The Extraordinary Suzy Wright by Teri Kanefield

The Extraordinary Suzy Wright by Teri Kanefield

Author:Teri Kanefield
Language: eng
Format: epub
Publisher: Abrams
Published: 2015-11-22T16:00:00+00:00


A copy of one of Benjamin Franklin’s letters to Suzy, sent April 28, 1755.

The idea evidently worked. Franklin got the word to the various townships and succeeded in gathering 150 wagons and 262 horses. It is unclear from surviving letters how Suzy reconciled the gathering of army supplies with her Quaker beliefs. Presumably Suzy struggled with the same issue as the Quaker leaders in Pennsylvania: How could a Quaker reconcile the ideals of pacifism with the requirements of government, which included protecting citizens?

Not long afterward, the Wrights helped Benjamin Franklin out of another tight spot. Braddock’s soldiers needed additional flour, and the General Assembly called upon Franklin to figure out how to obtain it. On April 27, 1755, Suzy understood that if the soldiers met with any misfortune, “whatever cause it may be owing, it will be attributed to their march being hindered for the want of this flour.” James Wright therefore agreed to furnish the necessary flour from his mill.

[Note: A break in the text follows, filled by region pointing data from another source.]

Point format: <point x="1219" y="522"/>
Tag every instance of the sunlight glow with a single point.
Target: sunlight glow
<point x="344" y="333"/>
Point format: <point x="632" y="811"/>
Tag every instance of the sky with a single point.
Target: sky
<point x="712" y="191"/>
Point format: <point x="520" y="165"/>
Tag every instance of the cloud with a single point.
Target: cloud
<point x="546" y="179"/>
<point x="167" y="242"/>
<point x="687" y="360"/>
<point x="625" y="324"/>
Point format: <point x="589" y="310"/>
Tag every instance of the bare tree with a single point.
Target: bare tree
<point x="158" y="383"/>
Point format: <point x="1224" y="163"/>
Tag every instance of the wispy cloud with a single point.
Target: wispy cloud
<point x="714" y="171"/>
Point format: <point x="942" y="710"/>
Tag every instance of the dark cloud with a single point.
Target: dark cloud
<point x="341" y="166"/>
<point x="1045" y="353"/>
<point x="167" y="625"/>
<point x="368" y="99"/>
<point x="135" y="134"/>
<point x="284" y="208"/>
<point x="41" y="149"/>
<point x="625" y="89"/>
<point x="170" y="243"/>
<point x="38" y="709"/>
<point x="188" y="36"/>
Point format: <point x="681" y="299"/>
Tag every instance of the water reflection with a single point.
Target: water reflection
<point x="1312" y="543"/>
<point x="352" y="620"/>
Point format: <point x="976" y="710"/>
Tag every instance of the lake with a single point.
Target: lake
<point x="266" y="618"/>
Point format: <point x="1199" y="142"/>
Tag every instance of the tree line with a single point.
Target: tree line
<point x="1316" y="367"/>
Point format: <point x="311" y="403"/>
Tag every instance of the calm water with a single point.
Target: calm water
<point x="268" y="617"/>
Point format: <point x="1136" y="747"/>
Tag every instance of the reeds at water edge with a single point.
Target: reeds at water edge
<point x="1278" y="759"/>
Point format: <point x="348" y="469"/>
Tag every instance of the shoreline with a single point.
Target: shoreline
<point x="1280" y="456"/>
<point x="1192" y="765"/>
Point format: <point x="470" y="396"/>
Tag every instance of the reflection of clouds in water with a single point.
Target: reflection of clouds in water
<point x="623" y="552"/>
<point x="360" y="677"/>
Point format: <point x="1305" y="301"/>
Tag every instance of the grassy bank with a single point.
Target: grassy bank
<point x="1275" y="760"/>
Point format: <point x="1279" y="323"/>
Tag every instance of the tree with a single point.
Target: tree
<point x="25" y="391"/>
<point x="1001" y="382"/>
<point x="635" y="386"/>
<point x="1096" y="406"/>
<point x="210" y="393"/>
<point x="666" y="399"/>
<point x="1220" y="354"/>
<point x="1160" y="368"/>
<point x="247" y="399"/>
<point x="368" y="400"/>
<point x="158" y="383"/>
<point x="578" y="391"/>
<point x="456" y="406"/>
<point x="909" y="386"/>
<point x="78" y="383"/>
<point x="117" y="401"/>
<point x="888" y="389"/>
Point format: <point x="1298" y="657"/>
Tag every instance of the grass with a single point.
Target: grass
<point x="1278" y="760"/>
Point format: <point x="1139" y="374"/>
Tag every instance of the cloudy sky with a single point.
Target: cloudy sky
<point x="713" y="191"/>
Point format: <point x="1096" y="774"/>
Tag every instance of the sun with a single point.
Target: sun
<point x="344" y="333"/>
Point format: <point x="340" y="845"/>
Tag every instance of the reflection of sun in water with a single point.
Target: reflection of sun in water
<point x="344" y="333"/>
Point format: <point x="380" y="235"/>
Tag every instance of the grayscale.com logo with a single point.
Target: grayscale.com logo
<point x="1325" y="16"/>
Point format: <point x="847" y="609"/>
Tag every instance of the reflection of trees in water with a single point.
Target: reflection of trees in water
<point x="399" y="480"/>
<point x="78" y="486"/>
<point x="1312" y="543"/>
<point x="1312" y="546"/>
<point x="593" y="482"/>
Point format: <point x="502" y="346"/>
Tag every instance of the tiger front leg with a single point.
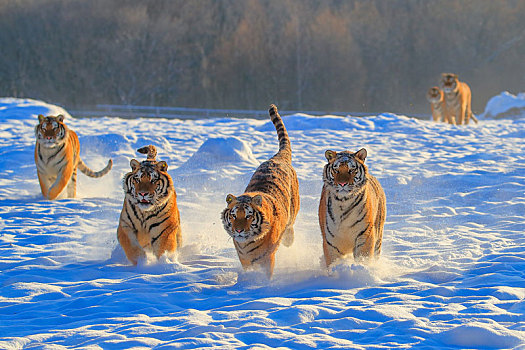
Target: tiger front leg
<point x="61" y="182"/>
<point x="71" y="190"/>
<point x="331" y="253"/>
<point x="44" y="185"/>
<point x="127" y="239"/>
<point x="365" y="245"/>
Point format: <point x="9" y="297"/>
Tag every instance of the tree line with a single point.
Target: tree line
<point x="332" y="55"/>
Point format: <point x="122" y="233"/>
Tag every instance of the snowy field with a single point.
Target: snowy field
<point x="451" y="275"/>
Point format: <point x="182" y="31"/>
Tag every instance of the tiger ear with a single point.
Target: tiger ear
<point x="162" y="166"/>
<point x="361" y="154"/>
<point x="330" y="155"/>
<point x="230" y="198"/>
<point x="134" y="164"/>
<point x="257" y="200"/>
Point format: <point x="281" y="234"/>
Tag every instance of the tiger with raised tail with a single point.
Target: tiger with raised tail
<point x="437" y="104"/>
<point x="352" y="209"/>
<point x="57" y="158"/>
<point x="457" y="98"/>
<point x="150" y="219"/>
<point x="263" y="216"/>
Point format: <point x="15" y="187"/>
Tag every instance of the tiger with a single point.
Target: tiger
<point x="352" y="209"/>
<point x="437" y="104"/>
<point x="57" y="158"/>
<point x="457" y="98"/>
<point x="264" y="215"/>
<point x="150" y="219"/>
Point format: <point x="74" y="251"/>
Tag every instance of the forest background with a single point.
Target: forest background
<point x="331" y="55"/>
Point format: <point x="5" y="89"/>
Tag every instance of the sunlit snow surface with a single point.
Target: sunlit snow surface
<point x="451" y="275"/>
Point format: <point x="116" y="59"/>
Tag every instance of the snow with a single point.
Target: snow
<point x="505" y="105"/>
<point x="451" y="275"/>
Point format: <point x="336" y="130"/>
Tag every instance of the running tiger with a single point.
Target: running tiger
<point x="150" y="217"/>
<point x="57" y="157"/>
<point x="265" y="213"/>
<point x="352" y="209"/>
<point x="437" y="105"/>
<point x="457" y="99"/>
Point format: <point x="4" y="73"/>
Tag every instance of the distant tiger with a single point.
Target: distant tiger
<point x="57" y="157"/>
<point x="457" y="98"/>
<point x="352" y="209"/>
<point x="150" y="219"/>
<point x="437" y="104"/>
<point x="265" y="213"/>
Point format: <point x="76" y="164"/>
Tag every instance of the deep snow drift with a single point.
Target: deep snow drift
<point x="452" y="271"/>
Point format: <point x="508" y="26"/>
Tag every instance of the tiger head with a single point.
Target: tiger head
<point x="434" y="95"/>
<point x="243" y="219"/>
<point x="346" y="171"/>
<point x="50" y="131"/>
<point x="449" y="82"/>
<point x="148" y="185"/>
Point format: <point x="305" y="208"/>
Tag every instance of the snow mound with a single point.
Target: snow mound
<point x="27" y="109"/>
<point x="505" y="106"/>
<point x="219" y="151"/>
<point x="481" y="335"/>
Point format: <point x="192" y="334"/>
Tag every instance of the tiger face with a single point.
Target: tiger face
<point x="449" y="82"/>
<point x="242" y="218"/>
<point x="434" y="95"/>
<point x="345" y="171"/>
<point x="148" y="185"/>
<point x="50" y="131"/>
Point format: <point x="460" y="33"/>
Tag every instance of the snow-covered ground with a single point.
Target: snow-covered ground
<point x="451" y="275"/>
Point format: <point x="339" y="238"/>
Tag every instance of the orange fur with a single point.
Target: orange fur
<point x="57" y="157"/>
<point x="263" y="216"/>
<point x="150" y="218"/>
<point x="437" y="104"/>
<point x="457" y="98"/>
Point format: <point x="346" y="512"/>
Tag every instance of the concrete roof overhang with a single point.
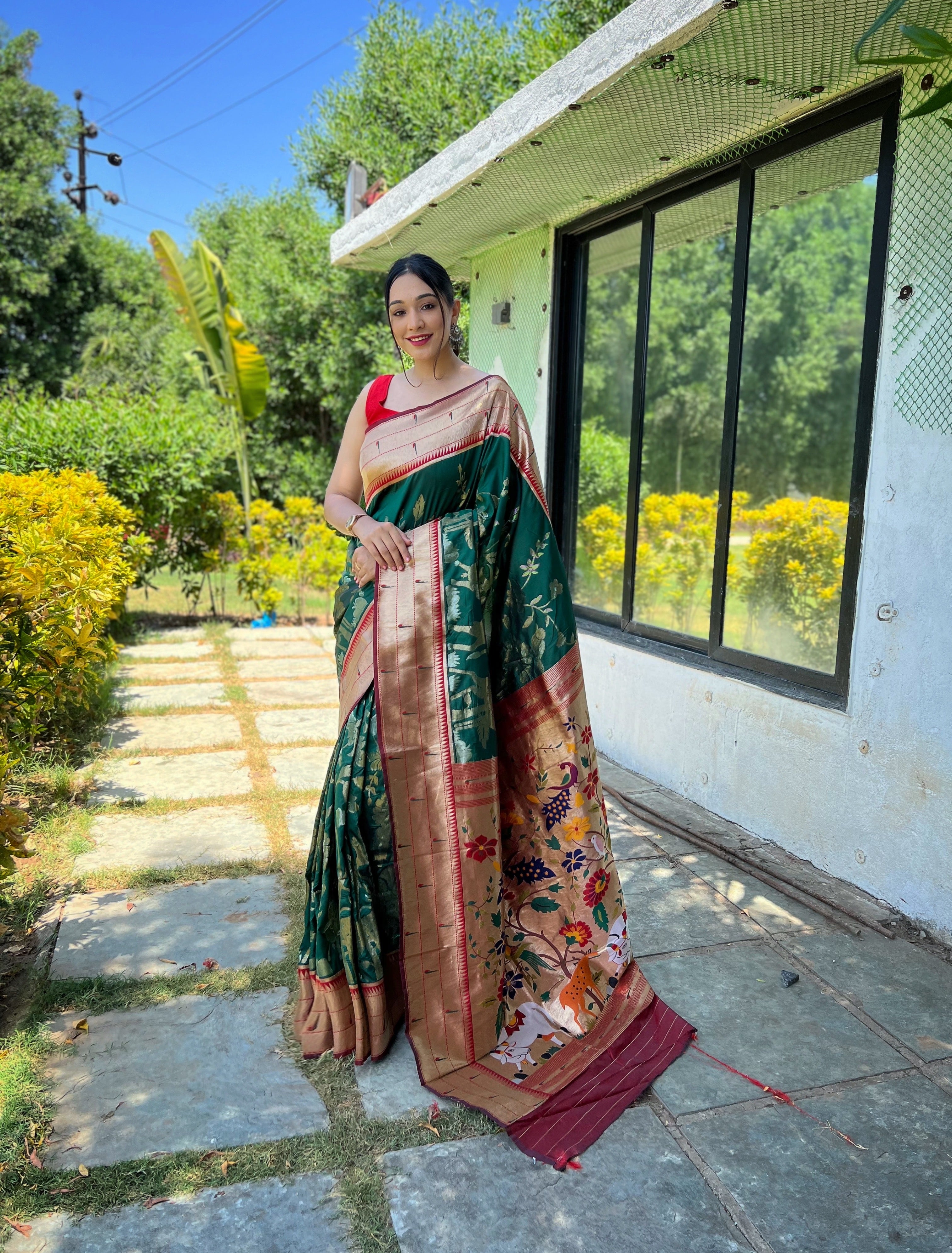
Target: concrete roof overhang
<point x="664" y="87"/>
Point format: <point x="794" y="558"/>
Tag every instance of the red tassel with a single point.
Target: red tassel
<point x="777" y="1094"/>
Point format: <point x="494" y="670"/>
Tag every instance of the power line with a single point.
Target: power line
<point x="152" y="213"/>
<point x="251" y="96"/>
<point x="193" y="63"/>
<point x="163" y="162"/>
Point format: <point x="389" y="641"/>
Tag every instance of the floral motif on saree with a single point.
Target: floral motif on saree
<point x="467" y="744"/>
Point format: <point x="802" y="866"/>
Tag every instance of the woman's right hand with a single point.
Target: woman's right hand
<point x="385" y="542"/>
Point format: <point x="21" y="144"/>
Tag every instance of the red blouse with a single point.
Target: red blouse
<point x="376" y="400"/>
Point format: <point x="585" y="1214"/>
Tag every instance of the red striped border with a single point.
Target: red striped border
<point x="436" y="583"/>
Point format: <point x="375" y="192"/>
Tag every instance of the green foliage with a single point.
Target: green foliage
<point x="47" y="281"/>
<point x="932" y="48"/>
<point x="416" y="88"/>
<point x="160" y="458"/>
<point x="132" y="337"/>
<point x="67" y="557"/>
<point x="603" y="468"/>
<point x="321" y="329"/>
<point x="294" y="546"/>
<point x="13" y="840"/>
<point x="795" y="565"/>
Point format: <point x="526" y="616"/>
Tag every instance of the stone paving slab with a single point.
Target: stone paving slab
<point x="267" y="633"/>
<point x="175" y="695"/>
<point x="198" y="837"/>
<point x="179" y="651"/>
<point x="294" y="1215"/>
<point x="195" y="1073"/>
<point x="790" y="1038"/>
<point x="266" y="648"/>
<point x="322" y="692"/>
<point x="173" y="779"/>
<point x="289" y="668"/>
<point x="632" y="829"/>
<point x="628" y="835"/>
<point x="282" y="726"/>
<point x="637" y="1193"/>
<point x="301" y="768"/>
<point x="301" y="826"/>
<point x="766" y="905"/>
<point x="808" y="1191"/>
<point x="668" y="911"/>
<point x="182" y="731"/>
<point x="391" y="1088"/>
<point x="905" y="989"/>
<point x="158" y="672"/>
<point x="232" y="921"/>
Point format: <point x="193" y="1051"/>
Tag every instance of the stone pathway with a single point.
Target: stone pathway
<point x="224" y="768"/>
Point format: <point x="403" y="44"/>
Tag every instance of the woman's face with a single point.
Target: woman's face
<point x="420" y="322"/>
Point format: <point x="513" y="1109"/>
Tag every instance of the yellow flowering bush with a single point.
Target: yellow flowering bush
<point x="678" y="534"/>
<point x="795" y="565"/>
<point x="603" y="539"/>
<point x="786" y="561"/>
<point x="68" y="554"/>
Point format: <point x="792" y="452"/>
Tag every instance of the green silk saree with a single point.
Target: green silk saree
<point x="462" y="873"/>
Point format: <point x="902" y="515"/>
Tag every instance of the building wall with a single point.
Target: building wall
<point x="867" y="792"/>
<point x="519" y="272"/>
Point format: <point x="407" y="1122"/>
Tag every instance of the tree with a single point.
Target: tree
<point x="47" y="281"/>
<point x="321" y="329"/>
<point x="224" y="355"/>
<point x="417" y="88"/>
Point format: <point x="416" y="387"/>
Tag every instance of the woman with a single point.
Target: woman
<point x="460" y="870"/>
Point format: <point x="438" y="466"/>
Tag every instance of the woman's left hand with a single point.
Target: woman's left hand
<point x="364" y="567"/>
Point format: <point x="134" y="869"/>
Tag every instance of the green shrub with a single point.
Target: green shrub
<point x="161" y="458"/>
<point x="67" y="558"/>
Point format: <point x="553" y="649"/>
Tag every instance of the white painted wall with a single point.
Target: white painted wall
<point x="786" y="768"/>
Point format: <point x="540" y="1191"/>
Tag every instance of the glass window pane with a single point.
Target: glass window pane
<point x="803" y="335"/>
<point x="608" y="380"/>
<point x="688" y="334"/>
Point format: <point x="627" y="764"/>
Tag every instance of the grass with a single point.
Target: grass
<point x="353" y="1146"/>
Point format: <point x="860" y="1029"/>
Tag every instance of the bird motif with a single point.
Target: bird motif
<point x="560" y="801"/>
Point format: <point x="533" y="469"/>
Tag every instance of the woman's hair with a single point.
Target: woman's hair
<point x="424" y="267"/>
<point x="430" y="272"/>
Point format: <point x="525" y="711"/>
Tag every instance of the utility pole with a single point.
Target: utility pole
<point x="87" y="131"/>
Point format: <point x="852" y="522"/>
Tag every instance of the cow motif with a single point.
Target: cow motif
<point x="520" y="1033"/>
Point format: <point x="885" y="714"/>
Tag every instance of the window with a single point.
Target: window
<point x="716" y="368"/>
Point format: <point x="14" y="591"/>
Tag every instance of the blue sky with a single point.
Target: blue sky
<point x="113" y="51"/>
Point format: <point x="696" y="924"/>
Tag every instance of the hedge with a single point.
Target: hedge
<point x="160" y="456"/>
<point x="68" y="554"/>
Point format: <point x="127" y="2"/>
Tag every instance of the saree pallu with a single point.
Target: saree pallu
<point x="462" y="868"/>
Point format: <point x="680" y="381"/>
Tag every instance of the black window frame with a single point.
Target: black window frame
<point x="881" y="102"/>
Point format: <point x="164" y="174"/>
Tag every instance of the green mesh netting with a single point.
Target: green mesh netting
<point x="745" y="77"/>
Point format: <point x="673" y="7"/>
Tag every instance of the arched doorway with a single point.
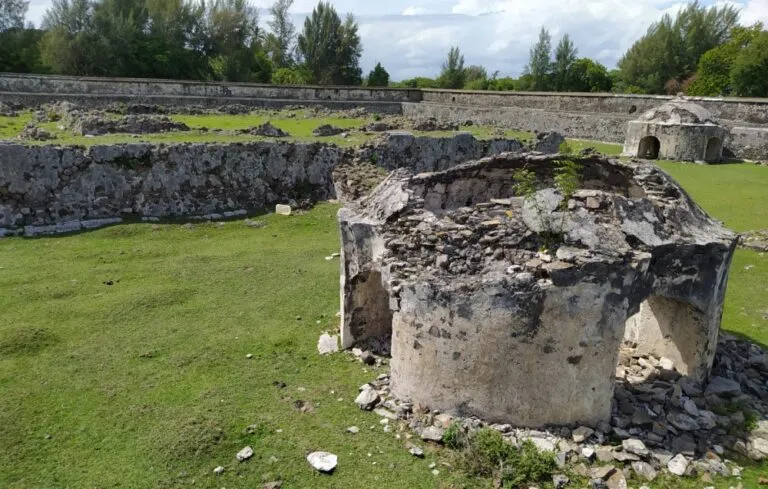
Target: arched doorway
<point x="714" y="151"/>
<point x="649" y="148"/>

Despite having enough wagons and flour, General Braddock was defeated. The result was chaos and fear on the Pennsylvania frontier. The settlers near Wright’s Ferry, terrified of an attack by the French and their Indian allies, selected what they considered the strongest building in the area—a stone house owned by Suzy’s brother John on the west bank of the Susquehanna River—and fortified it to withstand an attack.

But the danger passed. The war never came to Wright’s Ferry.